RE: On Belief in God X
July 16, 2013 at 2:43 am
(This post was last modified: July 16, 2013 at 2:46 am by Ryantology.)
(July 16, 2013 at 12:44 am)FallentoReason Wrote: They can say whatever they want about the cards they see in front of them. The way properly basic beliefs function almost always guarantee that they are being internally consistent with their claims. Whether or not the internal is consistent with the *ex*ternal is a different matter, and one that you can tackle by undermining their concept of a super-duper-extra royal megaflush. If it's contradictory like a square circle, then their experiential justification is invalid since the experience was false to begin with, just like someone who claims to have seen a square circle holds a false belief.
What I'm trying to say, and what I often say to theists when this subject comes up, is that internal beliefs (should) mean nothing by themselves. Any belief I hold is not a based upon anything I can reliably trust until it has undergone, and survived, the far more rigorous stress test that is testing it external to myself; sharing it with others and allowing them to test it. I am a human. I have senses which are prone to reporting false or contradictory information and I do not have anything like a perfect understanding of what they do show me to know, every time, what is legitimate and what is not all by myself.
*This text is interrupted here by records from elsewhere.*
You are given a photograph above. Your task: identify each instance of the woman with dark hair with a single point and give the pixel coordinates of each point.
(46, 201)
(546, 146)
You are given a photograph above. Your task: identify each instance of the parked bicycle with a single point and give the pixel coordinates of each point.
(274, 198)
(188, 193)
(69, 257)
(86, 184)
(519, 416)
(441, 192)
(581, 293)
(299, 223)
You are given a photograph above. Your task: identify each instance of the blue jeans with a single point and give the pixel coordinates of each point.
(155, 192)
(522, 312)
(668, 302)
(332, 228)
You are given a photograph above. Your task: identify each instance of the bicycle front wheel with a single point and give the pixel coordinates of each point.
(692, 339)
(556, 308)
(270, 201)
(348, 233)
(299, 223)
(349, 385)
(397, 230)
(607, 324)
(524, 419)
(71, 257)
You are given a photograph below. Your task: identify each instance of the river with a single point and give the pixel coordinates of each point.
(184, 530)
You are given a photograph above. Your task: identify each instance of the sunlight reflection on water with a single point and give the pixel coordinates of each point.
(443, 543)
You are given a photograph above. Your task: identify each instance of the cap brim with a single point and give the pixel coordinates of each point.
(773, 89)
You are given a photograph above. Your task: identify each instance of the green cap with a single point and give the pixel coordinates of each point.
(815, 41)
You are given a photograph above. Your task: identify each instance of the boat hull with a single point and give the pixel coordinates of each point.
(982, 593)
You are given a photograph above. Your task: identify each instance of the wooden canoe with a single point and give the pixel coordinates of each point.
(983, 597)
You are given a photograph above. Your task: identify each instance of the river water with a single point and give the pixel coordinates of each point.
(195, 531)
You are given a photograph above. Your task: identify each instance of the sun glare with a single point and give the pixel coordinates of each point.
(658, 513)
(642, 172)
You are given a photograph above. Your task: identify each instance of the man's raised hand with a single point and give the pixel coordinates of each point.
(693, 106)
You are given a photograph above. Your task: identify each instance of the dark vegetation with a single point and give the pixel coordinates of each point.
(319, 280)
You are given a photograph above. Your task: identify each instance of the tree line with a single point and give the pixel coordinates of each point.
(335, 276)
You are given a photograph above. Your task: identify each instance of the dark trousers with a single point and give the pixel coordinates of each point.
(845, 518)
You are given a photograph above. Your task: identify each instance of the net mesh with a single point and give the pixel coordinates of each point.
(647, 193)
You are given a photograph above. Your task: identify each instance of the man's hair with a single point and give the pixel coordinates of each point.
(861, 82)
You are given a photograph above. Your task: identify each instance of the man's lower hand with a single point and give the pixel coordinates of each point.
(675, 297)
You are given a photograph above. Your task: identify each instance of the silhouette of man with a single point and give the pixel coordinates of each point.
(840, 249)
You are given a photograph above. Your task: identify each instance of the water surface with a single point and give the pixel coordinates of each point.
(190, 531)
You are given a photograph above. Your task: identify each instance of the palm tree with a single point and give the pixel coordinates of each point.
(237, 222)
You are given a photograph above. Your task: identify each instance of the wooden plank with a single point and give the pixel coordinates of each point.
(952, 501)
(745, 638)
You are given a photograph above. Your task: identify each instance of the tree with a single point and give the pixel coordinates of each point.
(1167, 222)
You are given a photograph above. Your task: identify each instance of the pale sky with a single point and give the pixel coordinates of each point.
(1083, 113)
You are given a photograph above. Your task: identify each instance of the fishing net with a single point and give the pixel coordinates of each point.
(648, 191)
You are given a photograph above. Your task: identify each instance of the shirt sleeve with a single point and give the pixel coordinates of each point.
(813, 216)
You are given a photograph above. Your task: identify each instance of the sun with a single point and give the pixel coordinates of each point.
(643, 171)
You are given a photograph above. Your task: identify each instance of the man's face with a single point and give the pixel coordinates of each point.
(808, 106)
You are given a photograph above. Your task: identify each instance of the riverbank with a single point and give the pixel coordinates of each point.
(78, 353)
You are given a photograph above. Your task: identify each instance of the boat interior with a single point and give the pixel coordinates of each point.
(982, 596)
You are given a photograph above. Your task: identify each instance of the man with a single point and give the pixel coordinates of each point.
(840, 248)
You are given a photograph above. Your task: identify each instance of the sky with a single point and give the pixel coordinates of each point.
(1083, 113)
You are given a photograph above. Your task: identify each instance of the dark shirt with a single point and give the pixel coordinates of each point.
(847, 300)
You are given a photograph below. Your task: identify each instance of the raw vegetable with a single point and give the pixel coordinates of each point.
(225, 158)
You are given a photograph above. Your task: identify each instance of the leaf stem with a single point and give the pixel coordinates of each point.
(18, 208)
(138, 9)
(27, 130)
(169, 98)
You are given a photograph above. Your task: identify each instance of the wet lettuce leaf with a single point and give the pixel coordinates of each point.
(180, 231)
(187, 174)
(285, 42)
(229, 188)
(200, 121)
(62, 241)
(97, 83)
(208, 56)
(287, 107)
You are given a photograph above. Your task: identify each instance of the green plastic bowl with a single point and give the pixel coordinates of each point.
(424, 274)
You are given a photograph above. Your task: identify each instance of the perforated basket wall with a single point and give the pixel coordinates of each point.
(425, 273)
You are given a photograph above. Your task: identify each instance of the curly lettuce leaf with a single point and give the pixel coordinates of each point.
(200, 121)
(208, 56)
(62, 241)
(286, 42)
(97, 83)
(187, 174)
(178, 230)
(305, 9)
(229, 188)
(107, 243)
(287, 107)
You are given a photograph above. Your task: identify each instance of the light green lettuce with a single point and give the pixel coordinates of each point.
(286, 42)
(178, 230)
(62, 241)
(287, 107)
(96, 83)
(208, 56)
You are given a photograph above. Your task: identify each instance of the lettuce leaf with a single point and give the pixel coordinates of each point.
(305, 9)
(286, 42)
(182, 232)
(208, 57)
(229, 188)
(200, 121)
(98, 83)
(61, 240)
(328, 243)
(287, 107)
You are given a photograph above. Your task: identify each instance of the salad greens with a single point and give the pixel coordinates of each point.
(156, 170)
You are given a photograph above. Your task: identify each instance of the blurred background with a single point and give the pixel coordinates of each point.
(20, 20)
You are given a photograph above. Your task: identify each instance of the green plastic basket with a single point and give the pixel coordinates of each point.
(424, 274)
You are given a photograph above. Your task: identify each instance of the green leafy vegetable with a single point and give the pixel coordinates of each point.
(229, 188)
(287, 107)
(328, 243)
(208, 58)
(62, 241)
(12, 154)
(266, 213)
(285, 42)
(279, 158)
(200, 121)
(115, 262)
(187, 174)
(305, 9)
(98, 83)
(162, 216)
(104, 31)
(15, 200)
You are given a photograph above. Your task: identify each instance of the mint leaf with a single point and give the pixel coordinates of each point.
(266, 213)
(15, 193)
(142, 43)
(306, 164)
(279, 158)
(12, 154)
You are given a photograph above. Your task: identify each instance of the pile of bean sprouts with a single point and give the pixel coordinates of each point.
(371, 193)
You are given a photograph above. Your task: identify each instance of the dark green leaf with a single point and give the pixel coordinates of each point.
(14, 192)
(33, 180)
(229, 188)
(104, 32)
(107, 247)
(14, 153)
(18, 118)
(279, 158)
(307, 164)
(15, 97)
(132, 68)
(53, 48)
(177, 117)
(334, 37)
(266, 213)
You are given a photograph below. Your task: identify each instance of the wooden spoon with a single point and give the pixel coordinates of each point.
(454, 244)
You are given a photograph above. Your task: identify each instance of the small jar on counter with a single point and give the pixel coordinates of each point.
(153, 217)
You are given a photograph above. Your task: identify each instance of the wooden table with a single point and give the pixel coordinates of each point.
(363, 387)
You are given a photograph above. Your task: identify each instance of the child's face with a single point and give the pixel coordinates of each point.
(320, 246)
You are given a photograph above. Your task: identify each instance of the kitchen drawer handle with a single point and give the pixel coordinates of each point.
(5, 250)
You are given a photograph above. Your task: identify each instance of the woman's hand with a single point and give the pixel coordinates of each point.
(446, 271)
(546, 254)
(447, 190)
If I hold a hand which looks to me, at first glance, like a super-duper-extra royal megaflush, it would be dishonest of me to actually believe it is such a thing until I lay the cards down and subject my hand to the scrutiny of both the rules of the game and the other players at the table. I may really want it to be the ultimate hand of poker, because I am playing this game and I want to win it, but if I am to be a player of this game, I can't let my desire to win be more important than following the rules. Otherwise, I am not really sitting at this table to play the game honestly. I'm only sitting here so that I can make believe that I'm special and feel the entirely insipid satisfaction of knowing that nobody else can ever prove that my hand isn't better than all of theirs.
In short, internal beliefs (other than those which form the border between myself and full-on solipsism) don't mean jack shit to me, and that does not except any that I actually might hold.